The Importance of Knowing Your Product
Honest Tea: A Case Study
Honest Tea is an organic tea brand that prides itself on being a healthier alternative to other competing brands, notably less sugar. In the founder’s interview with Guy Raz on the podcast How I Built This, he discusses issues caused by a lack of planning that could have ruined the company.
In general, there is a difficult balance when running a startup between pushing forward too much or too little. Startups need to do something instead of planning all the time, but they can’t overpromise. Honest Tea was lucky because they pushed much too fast but didn’t crash and burn.
They knew they wanted their product to be in grocery stores, but the founder jumped the gun when looking for a grocery store contact. He did not have a sample product prepared, meaning he had to experiment in his kitchen the week before the meeting. He used an old Snapple bottle to show the investors the sample.
Once they had the contract, they had to figure out how to mass-produce. To actually brew the tea, they used mesh bags originally designed for pools that would break and clog the brewing tank’s pipes with tea leaves and plastic debris. Most industrial tea bags are made with some kind of plant or fabric fibre because they can withstand a greater amount of sustained heat changes than plastic made for water that is cold or room-temperature. This information is readily available but would have required project management.

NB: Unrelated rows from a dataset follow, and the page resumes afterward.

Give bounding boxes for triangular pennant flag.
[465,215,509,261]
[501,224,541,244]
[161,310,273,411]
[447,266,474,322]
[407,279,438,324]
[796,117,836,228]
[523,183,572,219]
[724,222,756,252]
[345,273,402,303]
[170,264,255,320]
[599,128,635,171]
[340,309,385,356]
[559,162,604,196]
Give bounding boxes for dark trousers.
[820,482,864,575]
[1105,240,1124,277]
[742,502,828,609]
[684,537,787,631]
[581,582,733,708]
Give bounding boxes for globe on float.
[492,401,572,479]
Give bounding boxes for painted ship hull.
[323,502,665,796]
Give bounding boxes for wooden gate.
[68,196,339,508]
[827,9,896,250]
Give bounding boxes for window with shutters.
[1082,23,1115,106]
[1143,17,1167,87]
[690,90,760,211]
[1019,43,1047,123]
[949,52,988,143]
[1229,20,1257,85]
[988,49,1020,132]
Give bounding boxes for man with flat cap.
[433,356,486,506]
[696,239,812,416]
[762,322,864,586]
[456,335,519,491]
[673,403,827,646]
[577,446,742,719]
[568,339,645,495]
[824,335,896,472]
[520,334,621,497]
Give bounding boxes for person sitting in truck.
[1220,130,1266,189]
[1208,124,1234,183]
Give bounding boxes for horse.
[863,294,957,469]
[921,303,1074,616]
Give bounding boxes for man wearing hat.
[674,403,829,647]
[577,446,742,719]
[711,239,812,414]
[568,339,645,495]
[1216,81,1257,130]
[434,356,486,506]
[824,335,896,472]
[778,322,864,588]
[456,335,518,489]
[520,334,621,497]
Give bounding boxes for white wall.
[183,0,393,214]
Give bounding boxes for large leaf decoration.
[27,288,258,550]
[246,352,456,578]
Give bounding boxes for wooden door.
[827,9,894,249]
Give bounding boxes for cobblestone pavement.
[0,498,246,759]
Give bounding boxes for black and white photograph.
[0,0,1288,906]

They almost faced catastrophe again after they had bottles of Honest Tea on Whole Foods shelves. The bottle manufacturer gave the company a delivery with visible imperfections and air bubbles, but the founders ran the bottles on the manufacturing line anyway. What was supposed to happen was that the manufacturing line would kick out the flawed glass, but this did not happen. There were Honest Tea bottles on the shelves that had broken glass inside of them, posing a significant health risk. Honest Tea took all its products off of the shelves, which incurred a heavy financial burden. This is a stark example of project management failure. This could have been easily avoided if the founders had not run the faulty glass under the production line or even pre-sorted the faulty glass. Project management could have helped them with this problem and helped them find more reputable manufacturers.
Project management can help find the balance by planning out a general direction and making sure that deadlines are actually met. In practice, project management forces the overpromisers to actually make a product, and pushes overthinkers into committing and making decisions. Both of these actions make sure that their ideas actually come to life.